Begitulah mungkin, sedikit asumsiku yang tak akan pernah faham betul mengapa ‘cinta’ selalu menjadi topik hangat bagi banyak orang. Ah bukan. Bahkan banyak mahluk yang memiliki hasrat.

Baik bagi filsuf sekelas Kalil Ghibran, atau kisah romantis di atas teater Romeo dan Juliet, lebih-lebih cerita Gisele dan Odet di panggung balerina. Entah atas dasar kisah kerajaan Putri Diana dan Pangeran Charles yang menghempas dunia, atau diamnya Ali untuk cintanya pada Fatimah Azahra anak perempuan Rasulullah.

Cinta adalah kefanaan. Memberi energi mistis yang tak tergambarkan dengan kata-kata atau perbuatan. Hal yang tak dapat digambarkan dengan ‘sesuatu’ atau ‘seseorang’. Tapi, hal yang paling membingungkan adalah, bagaimana cara menyampaikan perasaan ini?

Sapardi Djoko Darmono, salah satu sastrawan yang telah banyak menelurkan berbagai macam karya sastra. Mengutip dari salah satu puisi paling populernya dalam judul ‘Hujan Bulan Juni’.

            Tak ada yang lebih tabah
Dari hujan bulan juni
            Dirahasiakannya rintik rindunya
Kepada pohon berbunga itu
            Tak ada yang lebih bijak
Dari hujan bulan juni
            Dihapuskan jejak-jejak kakinya
Yang ragu-ragu di jalan itu
            Tak ada yang lebih arif
Dari hujan bulan juni
            Dibiarkannya yang tak terucapkan
Diserap akar pohon bunga itu
           
            Mengapa diam—merahasiakan isi hati selalu menjadi pilihan. Katanya ‘ketulusan’ sulit di tangkap dalam ucapan, maka diam kadang menjadi pilihan. Bukankah, ‘kepengecutan’ pula kadang di asumsikan dalam ‘diam’ seribu bahasa. Tindakan dan pengartiannyalah yang membuat berbeda.

            Lalu apa mengatakannya pula bisa menggambarkan ketulusan dan bahwa cinta itu tanpa tikungan dan bentuk paling sempurna dalam tindakan, mencintai?

            Tak ada kepastian dalam menentukan pilihan untuk sebuah jawaban.

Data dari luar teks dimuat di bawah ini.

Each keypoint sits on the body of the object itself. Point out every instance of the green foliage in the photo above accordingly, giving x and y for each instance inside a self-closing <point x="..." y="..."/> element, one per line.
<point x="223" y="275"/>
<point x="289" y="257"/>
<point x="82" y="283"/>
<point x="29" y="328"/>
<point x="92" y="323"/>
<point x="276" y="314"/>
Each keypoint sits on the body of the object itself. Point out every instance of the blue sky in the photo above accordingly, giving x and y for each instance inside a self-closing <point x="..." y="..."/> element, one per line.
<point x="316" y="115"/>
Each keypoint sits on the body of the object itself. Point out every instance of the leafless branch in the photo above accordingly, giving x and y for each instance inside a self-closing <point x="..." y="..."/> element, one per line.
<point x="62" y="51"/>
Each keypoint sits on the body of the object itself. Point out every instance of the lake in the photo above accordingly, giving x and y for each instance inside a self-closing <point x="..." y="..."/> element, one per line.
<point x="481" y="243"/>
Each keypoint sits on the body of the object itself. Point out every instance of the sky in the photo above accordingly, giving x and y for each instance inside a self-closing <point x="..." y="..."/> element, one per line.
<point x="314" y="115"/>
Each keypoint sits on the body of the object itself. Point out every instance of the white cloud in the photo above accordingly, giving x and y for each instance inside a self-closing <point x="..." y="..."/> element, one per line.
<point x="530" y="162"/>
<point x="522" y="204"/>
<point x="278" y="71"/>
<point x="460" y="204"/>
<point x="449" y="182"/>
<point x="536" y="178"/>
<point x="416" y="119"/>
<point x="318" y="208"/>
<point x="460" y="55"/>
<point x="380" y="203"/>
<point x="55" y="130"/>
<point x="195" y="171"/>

Mengatakan atau tidak selalu memiliki dua sisi mata uang.

            Mencintai dalam diam : memberimu kesempatan untuk membuat artian dan mengoreksi hati masing-masing. Apakah ini yang engkau rasakan bernama ‘cinta’, atau hanya sebuah bentuk rasa kasih yang masih samar. Berakhir meragukan, mempertanyakan berakhir pada tertinggal di belakang dengan mereka yang lekas mengambil tindakan, mengatakan.

            Mengatakan perasaan kadang di salah artikan dengan sebuah ‘gombalan’. Lagian, siapa yang tahu hati seseorang. Ketulusan atau hanya sekedar mengoreksi sebagai bentuk eksperimen diri. Apa kita benar-benar bisa bersama ia, di pertegas dengan tindakan menyatakan isi hati, yang terkadang berakhir pada pertanyaan-pertanyaan selanjutnya.
           
            Namun sejatinya, bukan bagaimana cara kita menyampaikan isi hati bernama cinta. Tapi bentuk dari tindakan, tanggung jawab dan kesetiaan untuk terus bersama apa yang telah dipilih bagi hati kita. Menjadi separuh nyawa yang kita jaga, tulang rusuk yang di janjikan untuk ditemukan. Lalu perjalanan dari semua puitis arti mencinta, ‘bertahan’ dalam segala kelemahan; kesengsaraan; kebahagiaan; kepayahan; hingga kematian yang menjemput sebagai penjeda dari kisah selanjutnya.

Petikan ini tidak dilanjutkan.